Mali : Kafo Jiginew
Le contexte: Le Mali (11 à 12 millions
d’habitants) reste l’un des pays les plus défavorisés
de la planète. Le principal produit d’exportation est le coton
dont la chute du cours est fort préoccupante pour les petits producteurs.
C’est dans le Sud-Mali, zone de production cotonnière, que
le réseau des
caisses d’épargne et de crédit
Kafo Jiginew (Union des greniers) s’est implanté en 1987.
Un projet au service de la population. Les objectifs initiaux
étaient de créer une banque pour les paysans, gérée
par eux, qui rassemblerait et mettrait en sécurité l’épargne
locale en la faisant fructifier, mais aussi l’utiliserait sous la
forme de petits crédits pour les paysans.

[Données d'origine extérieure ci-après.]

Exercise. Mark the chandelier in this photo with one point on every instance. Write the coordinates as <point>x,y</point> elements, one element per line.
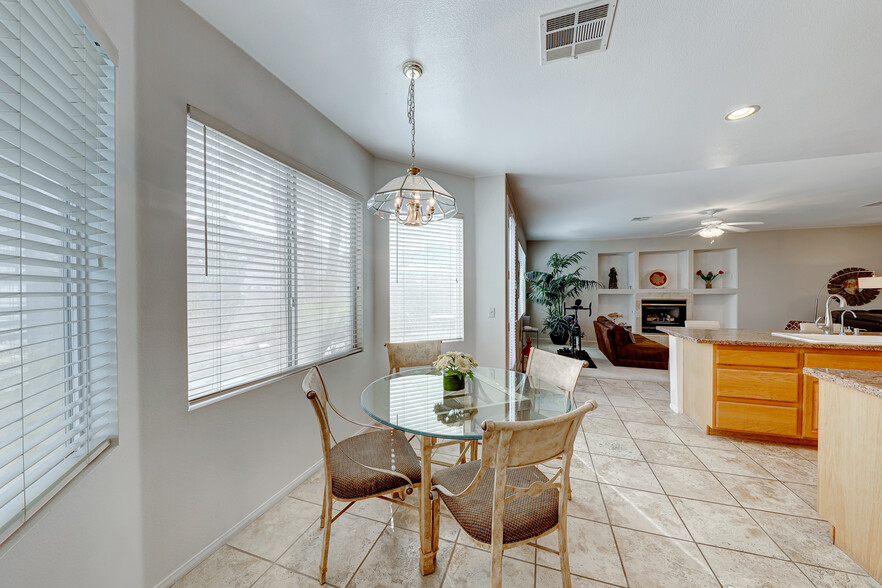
<point>412,199</point>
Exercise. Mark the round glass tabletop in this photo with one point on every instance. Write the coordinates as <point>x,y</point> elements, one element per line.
<point>415,401</point>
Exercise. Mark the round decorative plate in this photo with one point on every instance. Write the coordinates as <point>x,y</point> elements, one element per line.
<point>658,279</point>
<point>844,283</point>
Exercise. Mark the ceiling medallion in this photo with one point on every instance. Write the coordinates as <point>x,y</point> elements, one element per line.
<point>412,199</point>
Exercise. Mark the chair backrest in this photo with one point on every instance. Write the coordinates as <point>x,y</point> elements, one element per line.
<point>414,354</point>
<point>556,369</point>
<point>523,443</point>
<point>314,387</point>
<point>690,324</point>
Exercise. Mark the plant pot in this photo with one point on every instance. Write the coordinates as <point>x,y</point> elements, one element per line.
<point>559,338</point>
<point>452,383</point>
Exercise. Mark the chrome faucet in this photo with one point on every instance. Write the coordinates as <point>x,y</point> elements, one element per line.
<point>827,327</point>
<point>842,321</point>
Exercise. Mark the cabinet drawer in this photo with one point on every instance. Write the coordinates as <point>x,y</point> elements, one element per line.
<point>759,385</point>
<point>844,361</point>
<point>754,418</point>
<point>757,357</point>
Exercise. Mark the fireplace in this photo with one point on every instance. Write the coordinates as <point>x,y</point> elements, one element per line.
<point>662,313</point>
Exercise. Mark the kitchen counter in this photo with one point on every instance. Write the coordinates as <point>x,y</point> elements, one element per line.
<point>755,338</point>
<point>748,383</point>
<point>867,382</point>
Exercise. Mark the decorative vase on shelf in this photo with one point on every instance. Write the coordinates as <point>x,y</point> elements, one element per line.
<point>453,382</point>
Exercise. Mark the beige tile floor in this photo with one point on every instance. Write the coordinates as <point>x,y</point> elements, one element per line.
<point>655,503</point>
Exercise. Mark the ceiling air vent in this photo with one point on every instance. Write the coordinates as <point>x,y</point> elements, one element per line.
<point>573,32</point>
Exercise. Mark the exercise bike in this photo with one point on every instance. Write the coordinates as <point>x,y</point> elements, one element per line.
<point>575,349</point>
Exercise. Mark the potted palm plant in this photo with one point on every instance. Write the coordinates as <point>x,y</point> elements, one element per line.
<point>552,289</point>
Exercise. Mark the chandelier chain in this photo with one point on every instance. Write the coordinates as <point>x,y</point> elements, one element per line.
<point>411,118</point>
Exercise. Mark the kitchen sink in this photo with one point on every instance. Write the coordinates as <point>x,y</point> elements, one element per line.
<point>831,339</point>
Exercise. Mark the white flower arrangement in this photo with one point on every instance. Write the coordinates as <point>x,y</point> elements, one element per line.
<point>454,363</point>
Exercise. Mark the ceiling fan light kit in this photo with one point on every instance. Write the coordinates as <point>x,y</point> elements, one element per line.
<point>743,112</point>
<point>412,199</point>
<point>713,227</point>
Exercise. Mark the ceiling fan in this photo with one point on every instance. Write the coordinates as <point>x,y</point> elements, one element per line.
<point>713,226</point>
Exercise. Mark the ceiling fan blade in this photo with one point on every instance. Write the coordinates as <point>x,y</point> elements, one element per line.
<point>683,231</point>
<point>727,227</point>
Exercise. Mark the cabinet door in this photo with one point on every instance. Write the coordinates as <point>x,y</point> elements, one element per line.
<point>810,407</point>
<point>757,418</point>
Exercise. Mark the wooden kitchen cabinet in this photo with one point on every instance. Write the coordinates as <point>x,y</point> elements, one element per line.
<point>762,390</point>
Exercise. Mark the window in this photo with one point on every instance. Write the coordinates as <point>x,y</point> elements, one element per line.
<point>425,281</point>
<point>57,265</point>
<point>512,262</point>
<point>273,266</point>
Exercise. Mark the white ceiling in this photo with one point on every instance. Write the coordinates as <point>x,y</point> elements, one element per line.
<point>637,130</point>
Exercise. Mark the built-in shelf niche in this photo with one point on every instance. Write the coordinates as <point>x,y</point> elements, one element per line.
<point>718,303</point>
<point>674,263</point>
<point>624,264</point>
<point>714,260</point>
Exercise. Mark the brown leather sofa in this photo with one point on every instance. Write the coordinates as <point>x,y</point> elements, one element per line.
<point>623,348</point>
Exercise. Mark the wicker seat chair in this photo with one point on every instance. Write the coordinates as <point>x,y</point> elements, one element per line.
<point>369,465</point>
<point>555,369</point>
<point>504,500</point>
<point>414,354</point>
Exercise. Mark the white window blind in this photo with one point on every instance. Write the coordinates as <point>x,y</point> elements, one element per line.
<point>522,281</point>
<point>273,266</point>
<point>57,266</point>
<point>425,281</point>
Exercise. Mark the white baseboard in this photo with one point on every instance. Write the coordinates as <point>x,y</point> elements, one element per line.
<point>249,518</point>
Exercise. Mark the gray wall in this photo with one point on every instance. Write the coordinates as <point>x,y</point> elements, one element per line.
<point>779,272</point>
<point>490,265</point>
<point>206,470</point>
<point>179,480</point>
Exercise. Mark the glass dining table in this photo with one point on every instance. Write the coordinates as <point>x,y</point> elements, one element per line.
<point>414,401</point>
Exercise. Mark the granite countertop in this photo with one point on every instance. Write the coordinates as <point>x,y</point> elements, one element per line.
<point>755,338</point>
<point>862,381</point>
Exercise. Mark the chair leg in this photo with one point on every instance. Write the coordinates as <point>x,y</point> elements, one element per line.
<point>436,521</point>
<point>326,537</point>
<point>496,564</point>
<point>564,554</point>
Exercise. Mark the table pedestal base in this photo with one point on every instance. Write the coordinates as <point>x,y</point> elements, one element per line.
<point>428,523</point>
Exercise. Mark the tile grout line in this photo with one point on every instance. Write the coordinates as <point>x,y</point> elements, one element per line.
<point>374,544</point>
<point>606,508</point>
<point>682,522</point>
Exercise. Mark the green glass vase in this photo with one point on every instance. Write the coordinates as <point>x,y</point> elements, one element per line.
<point>453,382</point>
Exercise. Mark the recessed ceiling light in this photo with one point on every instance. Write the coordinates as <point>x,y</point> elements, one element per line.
<point>742,112</point>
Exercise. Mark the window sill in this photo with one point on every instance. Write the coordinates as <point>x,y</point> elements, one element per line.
<point>229,393</point>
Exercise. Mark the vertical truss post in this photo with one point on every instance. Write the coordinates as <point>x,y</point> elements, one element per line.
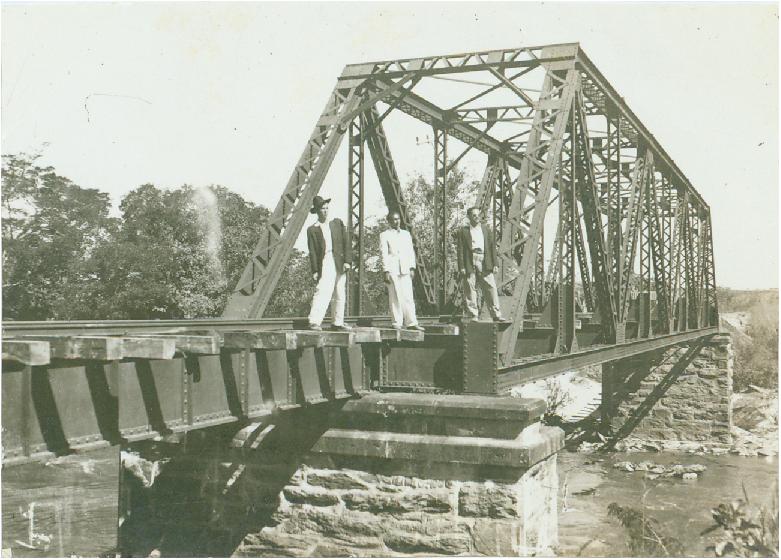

Kafo Jiginew propose aujourd’hui un compte à
vue rémunéré 3% par an et un compte à terme
rémunéré 4% par an. Mais surtout, elle octroie quatre
types de crédits :
- le « crédit de campagne » répondant aux besoins des paysans durant la période de soudure (entre deux récoltes) et permettant aux artisans et commerçants de faire des avances de trésorerie ;
- le « crédit ordinaire court » principalement destiné à financer des activités commerciales ou d’autres activités menées par les femmes ;
- le « crédit pour l’achat d’intrants (engrais) » ;
- le « crédit d'équipement », seul produit de crédit à plus d’un an, qui sert entre autres à acheter du matériel agricole, à construire ou à rénover son habitat.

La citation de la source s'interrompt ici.